Now I’m losing my excuses. It’s been three years since 2012 came out and all the new servers I’m installing are 2012 or 2014, so I lost that excuse. Then I came up with “I don’t know how to use them, but I know how to use something that does almost the same thing”; that’s great logic during an outage, but terrible logic for the long term. So, I’m learning it, still learning it, and I have something to help out those who made it to 2012 but are still stuck on the “I don’t know how to use them” phase of denial.

In several of my blog posts I referenced my favorite server-side trace. Capture everything on the server that takes over X seconds, with 5 being my favorite starting place. Yes, this adds about 1ms to anything that takes over 5 seconds, which adds up to…insignificant.

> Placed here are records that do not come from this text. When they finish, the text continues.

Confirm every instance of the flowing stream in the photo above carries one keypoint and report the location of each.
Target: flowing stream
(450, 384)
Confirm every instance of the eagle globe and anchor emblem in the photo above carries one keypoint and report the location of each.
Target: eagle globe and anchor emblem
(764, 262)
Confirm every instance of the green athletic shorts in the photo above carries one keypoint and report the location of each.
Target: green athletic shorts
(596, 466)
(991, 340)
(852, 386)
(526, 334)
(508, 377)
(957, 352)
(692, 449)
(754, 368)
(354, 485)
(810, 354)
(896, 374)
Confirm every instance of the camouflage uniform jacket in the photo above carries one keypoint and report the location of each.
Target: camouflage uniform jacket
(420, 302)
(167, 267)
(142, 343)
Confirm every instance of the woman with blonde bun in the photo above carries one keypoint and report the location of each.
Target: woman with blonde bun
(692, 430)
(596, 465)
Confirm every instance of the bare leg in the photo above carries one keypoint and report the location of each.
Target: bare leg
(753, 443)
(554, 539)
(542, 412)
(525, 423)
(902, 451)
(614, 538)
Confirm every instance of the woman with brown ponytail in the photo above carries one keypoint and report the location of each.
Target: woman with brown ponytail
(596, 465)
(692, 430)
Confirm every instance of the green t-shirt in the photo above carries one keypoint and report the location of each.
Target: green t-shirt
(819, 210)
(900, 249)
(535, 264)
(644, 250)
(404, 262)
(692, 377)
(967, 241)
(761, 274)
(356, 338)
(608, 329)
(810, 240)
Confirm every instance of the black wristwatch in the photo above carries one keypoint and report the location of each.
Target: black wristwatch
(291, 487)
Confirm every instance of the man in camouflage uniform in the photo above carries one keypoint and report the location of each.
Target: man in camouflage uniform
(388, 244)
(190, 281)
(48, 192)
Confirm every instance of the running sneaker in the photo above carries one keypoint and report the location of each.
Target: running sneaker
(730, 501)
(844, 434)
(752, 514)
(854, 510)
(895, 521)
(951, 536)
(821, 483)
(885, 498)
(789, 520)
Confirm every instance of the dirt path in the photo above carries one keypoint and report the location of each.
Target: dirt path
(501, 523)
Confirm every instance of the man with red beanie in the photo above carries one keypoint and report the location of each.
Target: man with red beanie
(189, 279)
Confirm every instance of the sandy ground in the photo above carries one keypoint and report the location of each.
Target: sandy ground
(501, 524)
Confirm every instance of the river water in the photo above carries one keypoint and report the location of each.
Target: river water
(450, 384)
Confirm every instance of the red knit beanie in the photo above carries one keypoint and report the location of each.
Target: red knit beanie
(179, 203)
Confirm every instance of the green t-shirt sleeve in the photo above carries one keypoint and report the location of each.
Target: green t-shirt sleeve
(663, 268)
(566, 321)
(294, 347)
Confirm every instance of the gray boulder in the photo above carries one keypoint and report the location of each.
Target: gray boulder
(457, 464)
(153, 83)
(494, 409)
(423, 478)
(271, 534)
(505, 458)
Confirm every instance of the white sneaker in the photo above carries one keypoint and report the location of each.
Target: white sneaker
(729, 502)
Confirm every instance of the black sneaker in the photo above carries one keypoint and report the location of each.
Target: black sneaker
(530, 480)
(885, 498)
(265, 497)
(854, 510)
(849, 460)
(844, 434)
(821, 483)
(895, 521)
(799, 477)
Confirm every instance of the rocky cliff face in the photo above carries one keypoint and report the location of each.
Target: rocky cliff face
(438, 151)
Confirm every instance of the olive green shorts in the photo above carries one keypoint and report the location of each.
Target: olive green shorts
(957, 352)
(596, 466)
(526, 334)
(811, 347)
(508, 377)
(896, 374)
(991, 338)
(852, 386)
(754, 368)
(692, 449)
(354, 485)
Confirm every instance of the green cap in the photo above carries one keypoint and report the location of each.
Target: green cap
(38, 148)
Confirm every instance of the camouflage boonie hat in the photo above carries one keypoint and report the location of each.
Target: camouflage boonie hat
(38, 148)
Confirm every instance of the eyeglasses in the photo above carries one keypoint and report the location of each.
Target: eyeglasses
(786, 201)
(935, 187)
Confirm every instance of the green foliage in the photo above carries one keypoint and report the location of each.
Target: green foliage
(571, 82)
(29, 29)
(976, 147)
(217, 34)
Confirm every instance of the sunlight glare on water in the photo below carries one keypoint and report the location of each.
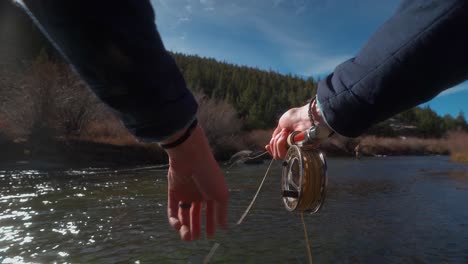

Seriously, if this kills your server then it was dead already, but you will see arguments against creating this for long-term runs.  I don’t agree with those arguments, but they’re your servers and I want you to make an informed decision on what you run.

Anyways, here’s how I set it up with Extended Events, for which I used Jonathan Kehayias’s (b|t) Trace to XE Converter to get started.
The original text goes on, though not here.